Here's a sneak peek at what we'll cover in this year:
We'll chat about all the different types of data out there, along with the best ways to display them. You don't graph categorical data with a histogram for the same reasons you don't eat Thanksgiving dinner with a spatula.
People won't stay awake to hear your conclusions if you insist on reading off all 500 data points you collected. We'll discuss how we can summarize our data using just a handful of numbers.
Sometimes our data are unruly, so we can use a transformation to get them to settle down.
Data don't appear out of thin air. Somebody has to go collect them. Once you've identified the population and parameters you're interested in, it's time to conduct a survey, experiment, or observational study to nab a sample.
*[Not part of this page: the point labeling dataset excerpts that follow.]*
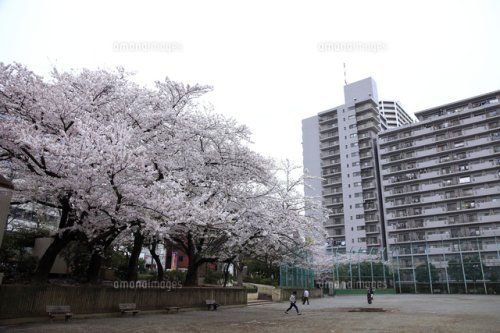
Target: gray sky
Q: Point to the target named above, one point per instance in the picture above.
(272, 63)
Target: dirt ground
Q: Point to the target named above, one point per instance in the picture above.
(388, 313)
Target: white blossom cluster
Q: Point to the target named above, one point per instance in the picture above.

Since statistics is about making inferences, we'll need some way to talk about how likely we think different events are. So, we'll wrap up the semester by boning up on probability. Plus, we'll run some simulations, which are a super-handy tool in our stats toolkit.
Of course, it would be hard to learn statistics' rules without a caravan of readings, guided questions, problem sets, and activities, so we've got all that covered, too.